I wrote this FAQ entry today …
- What’s the deal with guestfish -i?
- Why does virt-cat only work on a real VM image, but virt-df works on any disk image?
- What does “no root device found in this operating system image” mean?
These questions are all related at a fundamental level which may not be immediately obvious.
At the libguestfs API and guestfish level, a “disk image” is just a pile of partitions and filesystems.
In contrast, when the virtual machine boots, it mounts those filesystems into a consistent hierarchy such as:
/ (/dev/sda2) | +-- /boot (/dev/sda1) | +-- /home (/dev/vg_external/Homes) | +-- /usr (/dev/vg_os/lv_usr) | +-- /var (/dev/vg_os/lv_var)
(or drive letters on Windows).
The libguestfs API however knows nothing about how filesystems are mounted. In general, a disk image that we just made up might not contain an operating system or “mountpoints” at all.

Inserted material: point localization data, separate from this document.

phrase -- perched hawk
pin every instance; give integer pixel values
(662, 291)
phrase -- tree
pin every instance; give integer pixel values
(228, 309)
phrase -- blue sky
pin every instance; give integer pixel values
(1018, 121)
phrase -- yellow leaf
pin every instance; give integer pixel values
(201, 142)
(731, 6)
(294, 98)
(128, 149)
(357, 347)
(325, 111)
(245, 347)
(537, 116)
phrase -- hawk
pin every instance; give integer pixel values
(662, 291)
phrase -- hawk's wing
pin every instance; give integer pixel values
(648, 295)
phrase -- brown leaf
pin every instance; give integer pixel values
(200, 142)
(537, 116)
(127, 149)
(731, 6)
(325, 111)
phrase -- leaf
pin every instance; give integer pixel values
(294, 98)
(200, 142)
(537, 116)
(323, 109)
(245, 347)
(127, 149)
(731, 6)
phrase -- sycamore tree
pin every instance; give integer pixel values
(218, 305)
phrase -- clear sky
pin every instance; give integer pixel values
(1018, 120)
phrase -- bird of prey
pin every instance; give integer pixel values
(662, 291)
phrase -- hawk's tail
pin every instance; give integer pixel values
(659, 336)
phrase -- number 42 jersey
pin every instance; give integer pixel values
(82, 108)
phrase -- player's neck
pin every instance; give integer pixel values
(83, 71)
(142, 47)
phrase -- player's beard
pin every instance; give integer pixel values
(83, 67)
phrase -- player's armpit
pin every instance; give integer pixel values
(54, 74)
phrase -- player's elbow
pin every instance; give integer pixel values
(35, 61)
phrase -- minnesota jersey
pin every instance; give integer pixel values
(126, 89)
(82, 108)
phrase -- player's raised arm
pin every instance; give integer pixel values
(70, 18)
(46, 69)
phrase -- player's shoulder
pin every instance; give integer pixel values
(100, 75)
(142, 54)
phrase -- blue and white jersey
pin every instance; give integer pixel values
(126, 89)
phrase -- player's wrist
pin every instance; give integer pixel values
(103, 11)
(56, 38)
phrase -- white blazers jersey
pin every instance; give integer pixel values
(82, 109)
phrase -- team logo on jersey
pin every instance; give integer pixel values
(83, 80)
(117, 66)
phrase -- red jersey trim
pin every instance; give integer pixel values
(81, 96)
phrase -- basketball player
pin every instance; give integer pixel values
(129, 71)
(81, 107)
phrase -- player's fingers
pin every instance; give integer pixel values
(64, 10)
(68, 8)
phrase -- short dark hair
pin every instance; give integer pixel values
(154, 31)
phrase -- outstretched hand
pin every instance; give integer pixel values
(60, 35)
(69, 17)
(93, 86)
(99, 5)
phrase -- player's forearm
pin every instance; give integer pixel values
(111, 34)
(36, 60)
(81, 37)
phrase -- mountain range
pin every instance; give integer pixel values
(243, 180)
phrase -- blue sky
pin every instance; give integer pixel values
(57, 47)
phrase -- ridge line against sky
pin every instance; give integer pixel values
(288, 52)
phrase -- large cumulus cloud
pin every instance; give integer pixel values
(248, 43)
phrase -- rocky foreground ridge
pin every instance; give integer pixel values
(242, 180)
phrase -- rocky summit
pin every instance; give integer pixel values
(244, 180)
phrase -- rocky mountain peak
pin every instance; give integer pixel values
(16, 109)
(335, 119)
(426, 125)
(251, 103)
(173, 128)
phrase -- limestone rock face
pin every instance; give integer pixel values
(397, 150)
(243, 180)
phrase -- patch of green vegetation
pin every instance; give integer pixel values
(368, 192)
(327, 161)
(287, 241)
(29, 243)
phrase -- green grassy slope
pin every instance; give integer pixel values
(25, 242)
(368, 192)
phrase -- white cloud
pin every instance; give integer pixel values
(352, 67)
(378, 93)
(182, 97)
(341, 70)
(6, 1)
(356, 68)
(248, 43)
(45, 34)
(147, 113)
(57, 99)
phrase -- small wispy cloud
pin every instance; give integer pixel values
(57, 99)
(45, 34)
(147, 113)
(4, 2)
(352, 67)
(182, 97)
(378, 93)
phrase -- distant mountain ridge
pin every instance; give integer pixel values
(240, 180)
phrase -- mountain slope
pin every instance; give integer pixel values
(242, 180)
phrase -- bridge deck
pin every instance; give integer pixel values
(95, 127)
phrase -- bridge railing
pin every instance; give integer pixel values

Nevertheless, users expect some tools (like virt-cat) to work with VM paths:
virt-cat fedora.img /var/log/messages
How does virt-cat know that /var is a separate partition?
The trick is a large external program called virt-inspector. Virt-inspector contains all sorts of tests and heuristics, so it can take a disk image about which nothing is known beforehand and work out both what it is, and how filesystems would be mounted.
Some tools, such as virt-cat, virt-edit, virt-ls and virt-tar use the same virt-inspector code to map VM paths. Other tools, such as virt-df and virt-list-filesystems operate entirely at the raw “big pile of filesystems” level of the libguestfs API, and don’t use virt-inspector code.
guestfish is in an interesting middle ground. If you use the -a and -m command line options, then you have to tell guestfish exactly how to add disk images and where to mount partitions. This is the raw API level.
However there is also a guestfish -i (for “inspector”) mode. In this mode, guestfish runs virt-inspector, and then (if successful) virt-inspector runs guestfish a second time with the correct -a and -m options. This is much slower, but usually simpler for the user. They can just do this and it all works:
guestfish -i SomeLibvirtGuest
The error “no root device found in this operating system image” is related to this. It means virt-inspector was unable to locate an operating system within the disk image you gave it. You might see this from programs like virt-cat if you try to run them on something which is just a disk image, not a virtual machine.